BACKGROUND:
Improvements in care have extended the life expectancy of patients with sickle cell disease (SCD) well into adulthood, increasing the need for hematologists who have clinical expertise in managing adult patients with SCD. Despite widely-cited shortage of clinicians and resources dedicated to this purpose, we lack data to support these needs. We sought to 1) quantify hematologists' experience in outpatient management of SCD and their comfort with treatments and complications, and 2) assess the need for and perceived importance of resources to care for these patients.
METHODS:
We performed an electronic survey of hematologists/oncologists from four states (Mississippi, Louisiana, Georgia, and Maryland) and the District of Columbia, with sites chosen that had 30% or higher of African American residents. 694 surveys were sent. Results from the initial 50 survey respondents are reported here. Outcomes were measured on a five-point Likert scale with comfort level ranging from very uncomfortable to very comfortable, importance ranging from not important to extremely important, and availability from no available resources to highly resourced (Figures 1, 2).
RESULTS:
Sixty percent (60%) of respondents identified as a general hematologist/oncologist, with the rest further specialized, and 4% identifying as a benign hematologist. Thirty-nine percent (39%) of respondents have treated no patients with SCD in the last three years of their current practice, with 12% of respondents not treating any patients with SCD in their current practice or during fellowship.
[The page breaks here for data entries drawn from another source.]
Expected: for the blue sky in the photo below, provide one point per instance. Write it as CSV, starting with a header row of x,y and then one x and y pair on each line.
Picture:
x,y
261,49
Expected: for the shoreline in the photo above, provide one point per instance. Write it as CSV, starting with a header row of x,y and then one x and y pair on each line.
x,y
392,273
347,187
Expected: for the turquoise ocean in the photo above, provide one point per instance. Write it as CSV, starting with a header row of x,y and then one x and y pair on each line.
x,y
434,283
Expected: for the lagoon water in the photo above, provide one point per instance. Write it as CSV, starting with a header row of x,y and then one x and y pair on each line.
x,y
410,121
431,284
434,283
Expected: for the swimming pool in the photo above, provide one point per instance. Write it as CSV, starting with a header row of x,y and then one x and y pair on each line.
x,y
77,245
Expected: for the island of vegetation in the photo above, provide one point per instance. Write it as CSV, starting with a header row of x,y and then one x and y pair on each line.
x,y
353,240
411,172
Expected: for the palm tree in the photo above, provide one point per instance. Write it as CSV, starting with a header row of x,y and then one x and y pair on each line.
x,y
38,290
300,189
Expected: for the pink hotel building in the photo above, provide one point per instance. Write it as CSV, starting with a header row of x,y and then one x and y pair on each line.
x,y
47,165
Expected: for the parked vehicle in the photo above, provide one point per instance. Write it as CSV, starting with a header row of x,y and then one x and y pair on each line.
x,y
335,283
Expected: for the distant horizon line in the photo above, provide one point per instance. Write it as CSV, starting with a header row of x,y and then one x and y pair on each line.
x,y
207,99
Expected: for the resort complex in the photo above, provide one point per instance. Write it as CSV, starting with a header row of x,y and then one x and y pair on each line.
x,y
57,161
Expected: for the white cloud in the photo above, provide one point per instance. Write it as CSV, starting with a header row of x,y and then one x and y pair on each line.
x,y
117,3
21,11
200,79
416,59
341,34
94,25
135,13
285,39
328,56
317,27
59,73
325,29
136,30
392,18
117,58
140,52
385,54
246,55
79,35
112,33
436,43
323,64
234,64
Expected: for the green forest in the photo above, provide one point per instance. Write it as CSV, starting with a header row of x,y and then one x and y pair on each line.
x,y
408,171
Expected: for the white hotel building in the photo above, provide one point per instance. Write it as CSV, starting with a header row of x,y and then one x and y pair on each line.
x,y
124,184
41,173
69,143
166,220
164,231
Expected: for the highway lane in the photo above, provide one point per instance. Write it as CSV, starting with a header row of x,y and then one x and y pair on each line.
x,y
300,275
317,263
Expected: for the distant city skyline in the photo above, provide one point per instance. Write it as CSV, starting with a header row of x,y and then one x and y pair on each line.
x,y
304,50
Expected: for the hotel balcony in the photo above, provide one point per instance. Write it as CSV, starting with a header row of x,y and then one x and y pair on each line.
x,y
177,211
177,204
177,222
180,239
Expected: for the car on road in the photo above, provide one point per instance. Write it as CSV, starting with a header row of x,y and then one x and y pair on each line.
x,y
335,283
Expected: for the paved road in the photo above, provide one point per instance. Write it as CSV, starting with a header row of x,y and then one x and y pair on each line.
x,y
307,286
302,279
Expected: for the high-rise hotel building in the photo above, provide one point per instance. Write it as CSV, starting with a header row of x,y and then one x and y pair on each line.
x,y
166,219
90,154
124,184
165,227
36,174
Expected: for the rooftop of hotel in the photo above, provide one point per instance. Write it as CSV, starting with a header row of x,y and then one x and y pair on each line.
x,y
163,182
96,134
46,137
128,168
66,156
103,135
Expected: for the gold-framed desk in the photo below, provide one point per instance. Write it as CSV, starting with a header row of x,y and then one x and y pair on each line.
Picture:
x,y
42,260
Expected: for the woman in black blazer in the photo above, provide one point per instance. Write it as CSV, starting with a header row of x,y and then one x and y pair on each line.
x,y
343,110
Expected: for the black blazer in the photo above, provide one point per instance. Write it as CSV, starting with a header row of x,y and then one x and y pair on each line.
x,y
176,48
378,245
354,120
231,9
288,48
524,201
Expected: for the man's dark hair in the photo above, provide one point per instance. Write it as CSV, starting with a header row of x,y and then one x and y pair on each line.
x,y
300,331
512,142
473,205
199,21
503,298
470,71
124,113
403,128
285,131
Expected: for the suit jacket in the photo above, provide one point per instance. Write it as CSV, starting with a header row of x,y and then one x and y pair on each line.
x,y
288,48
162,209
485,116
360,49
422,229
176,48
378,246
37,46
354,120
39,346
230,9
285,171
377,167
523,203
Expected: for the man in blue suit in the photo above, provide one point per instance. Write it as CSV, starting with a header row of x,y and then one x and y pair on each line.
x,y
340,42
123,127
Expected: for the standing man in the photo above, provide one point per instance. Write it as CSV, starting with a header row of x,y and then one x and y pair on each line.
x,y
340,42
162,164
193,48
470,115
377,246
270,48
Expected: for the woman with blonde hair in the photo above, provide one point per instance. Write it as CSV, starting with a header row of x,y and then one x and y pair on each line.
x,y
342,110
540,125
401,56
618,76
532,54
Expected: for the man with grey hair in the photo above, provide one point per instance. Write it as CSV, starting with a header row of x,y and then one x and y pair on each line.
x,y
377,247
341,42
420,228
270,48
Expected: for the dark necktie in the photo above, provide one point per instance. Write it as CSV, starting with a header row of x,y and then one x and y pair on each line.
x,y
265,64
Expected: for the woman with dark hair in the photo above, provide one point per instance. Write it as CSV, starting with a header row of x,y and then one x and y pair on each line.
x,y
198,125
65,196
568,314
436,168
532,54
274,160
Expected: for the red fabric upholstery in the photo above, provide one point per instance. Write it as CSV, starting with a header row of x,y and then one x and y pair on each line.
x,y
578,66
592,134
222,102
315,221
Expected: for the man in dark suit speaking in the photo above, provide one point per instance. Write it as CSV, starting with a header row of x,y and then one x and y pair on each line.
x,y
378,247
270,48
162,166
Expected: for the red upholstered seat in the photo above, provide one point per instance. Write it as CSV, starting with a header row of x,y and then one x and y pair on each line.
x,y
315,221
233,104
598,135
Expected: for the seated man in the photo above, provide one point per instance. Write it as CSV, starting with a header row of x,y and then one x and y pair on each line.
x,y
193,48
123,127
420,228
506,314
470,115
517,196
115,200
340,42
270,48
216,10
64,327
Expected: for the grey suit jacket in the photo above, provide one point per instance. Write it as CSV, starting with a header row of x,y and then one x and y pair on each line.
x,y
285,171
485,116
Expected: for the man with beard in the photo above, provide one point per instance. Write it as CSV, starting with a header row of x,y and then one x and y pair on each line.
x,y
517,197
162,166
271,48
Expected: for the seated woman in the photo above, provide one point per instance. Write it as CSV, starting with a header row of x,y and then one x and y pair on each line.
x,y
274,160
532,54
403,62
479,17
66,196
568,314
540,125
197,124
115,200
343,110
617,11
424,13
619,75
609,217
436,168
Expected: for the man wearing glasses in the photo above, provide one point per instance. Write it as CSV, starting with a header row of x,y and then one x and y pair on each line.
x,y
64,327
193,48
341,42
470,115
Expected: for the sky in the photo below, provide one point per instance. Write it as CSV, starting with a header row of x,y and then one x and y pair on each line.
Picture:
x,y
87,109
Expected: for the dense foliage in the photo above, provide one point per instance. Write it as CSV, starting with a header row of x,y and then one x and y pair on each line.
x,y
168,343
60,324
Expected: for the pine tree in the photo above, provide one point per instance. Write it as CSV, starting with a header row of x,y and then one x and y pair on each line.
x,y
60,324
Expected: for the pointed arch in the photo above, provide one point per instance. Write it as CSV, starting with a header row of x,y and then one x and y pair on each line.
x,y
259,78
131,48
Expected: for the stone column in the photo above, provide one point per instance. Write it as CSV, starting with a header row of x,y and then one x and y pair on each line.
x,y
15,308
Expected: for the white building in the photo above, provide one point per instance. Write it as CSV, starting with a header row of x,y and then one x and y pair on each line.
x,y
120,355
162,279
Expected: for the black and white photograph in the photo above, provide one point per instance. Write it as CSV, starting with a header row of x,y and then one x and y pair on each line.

Fifty-two percent (52%) of respondents felt comfortable ("somewhat comfortable" or "very comfortable") with the overall management of SCD in the outpatient setting (Figure 1), while 25% reported discomfort ("somewhat uncomfortable" or "very uncomfortable"). Discomfort with treatments ranged from 8% for folic acid to 50% for hematopoietic stem cell transplantation. Discomfort with managing complications was >30% for renal, neurologic, and ophthalmologic complications, and sexual/reproductive health.
When choosing from a list of eight pre-identified resources (Figure 2), 40% of the respondents chose social work/case management as the most important resource for improving management. Eighty-nine percent (89%) of respondents rated both social work/case management and pain management expertise to be very important or extremely important. However, 27% and 16% of respondents noted they had no available resources or were poorly resourced in these areas, respectively. Further, 72% and 73% rated infrastructure for transitions from pediatric care and community organizations to be very or extremely Important, but over 50% stated they had no available resources or were poorly resourced in these domains.
CONCLUSIONS:
Existing efforts focused on improving knowledge through clinical updates have increased provider comfort in managing SCD, but 25% of hematologists surveyed report being uncomfortable with the outpatient management of SCD. Respondents identified social work/case management and pain management as the most important resources needed in caring for patients with SCD. They also identified poor availability of resources, particularly for infrastructure for transitions from pediatric care, and for community organizations. These findings can help inform policy and procedures aimed at improving outpatient management of patients with SCD.
Disclosures
No relevant conflicts of interest to declare.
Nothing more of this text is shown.